Showing posts with label MFA moms. Show all posts
Showing posts with label MFA moms. Show all posts

Feb 25, 2012

A day in MFA life

It’s a Friday and it’s raining when you wake up at 7:30.  You meant to get up at 5:30 to get an early start on work, but the rain sounded so nice and your bed and partner were so warm that you drifted off, thinking it’s Friday, that you’ve got all weekend to finish your work. At that gray hour you don’t remember the mound of graduate school homework you’ve got, and it seems reasonable to close your eyes again. So you sleep in, and the kids actually wake you up.  You make chocolate milk for one, coffee for yourself, and tell the oldest there’s instant oatmeal, or they can ask their father to make Malt-O-Meal when he leaves the toilet. 

She wants to know can she have chocolate chips in her oatmeal.  Yes, you say, because you’re feeling indulgent after receiving some food stamps.  She wants to know how many.  You think for a moment and then say “Nine.”  You’d been down to a couple freeze pops and a few items that didn’t really make a meal of any kind when your case had finally gone through the system.  You felt like shit that you couldn’t buy your daughter any new clothes for her first day of Kindergarten, but she looked good anyway and didn’t seem to mind.  You’re glad your kids remain young enough to be comforted by a chocolatey after-school snack, that they’re too young to know what it means to live below the poverty line.  To say you are grateful for the public assistance is an understatement. 

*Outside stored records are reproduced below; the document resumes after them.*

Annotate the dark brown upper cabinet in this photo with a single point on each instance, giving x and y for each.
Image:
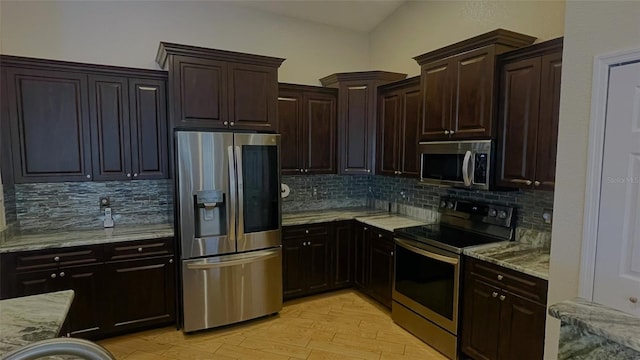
(399, 115)
(307, 118)
(457, 85)
(528, 115)
(216, 89)
(357, 107)
(80, 122)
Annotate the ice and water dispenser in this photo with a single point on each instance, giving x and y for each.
(210, 211)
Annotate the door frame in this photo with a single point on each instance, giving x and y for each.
(599, 96)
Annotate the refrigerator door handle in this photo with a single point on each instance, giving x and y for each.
(240, 213)
(261, 256)
(233, 189)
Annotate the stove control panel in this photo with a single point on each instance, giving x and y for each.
(478, 212)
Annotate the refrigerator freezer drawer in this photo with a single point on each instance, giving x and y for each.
(227, 289)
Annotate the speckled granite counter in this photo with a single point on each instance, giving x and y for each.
(32, 318)
(378, 218)
(594, 331)
(59, 239)
(524, 258)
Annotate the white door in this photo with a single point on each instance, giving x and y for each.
(617, 268)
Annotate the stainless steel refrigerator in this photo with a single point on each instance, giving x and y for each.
(228, 187)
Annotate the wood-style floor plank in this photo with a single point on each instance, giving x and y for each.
(341, 325)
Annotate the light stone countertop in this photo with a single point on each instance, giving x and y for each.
(378, 218)
(599, 320)
(525, 258)
(58, 239)
(32, 318)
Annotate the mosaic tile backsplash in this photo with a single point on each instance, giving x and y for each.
(75, 205)
(318, 192)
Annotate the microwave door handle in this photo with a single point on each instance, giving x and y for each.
(465, 168)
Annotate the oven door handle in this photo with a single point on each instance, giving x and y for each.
(465, 168)
(407, 245)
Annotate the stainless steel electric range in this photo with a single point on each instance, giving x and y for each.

Your coffee’s ready so you trudge upstairs in your pajamas, because you know you have to go out later and you’ll shower then, so why bother with a bra and real pants now.  Working at home as a medical transcriptionist is fabulous and you know you’re lucky to be able to pick and choose your hours in order to get your master’s degree, to have a job already set up wherever you go.  Your son and daughter come in and out of your office, interrupting you and asking you to get them things from downstairs even though their father is downstairs.  You send them down to ask him most of the time, but sometimes you take breaks to give them a bath or make them lunch.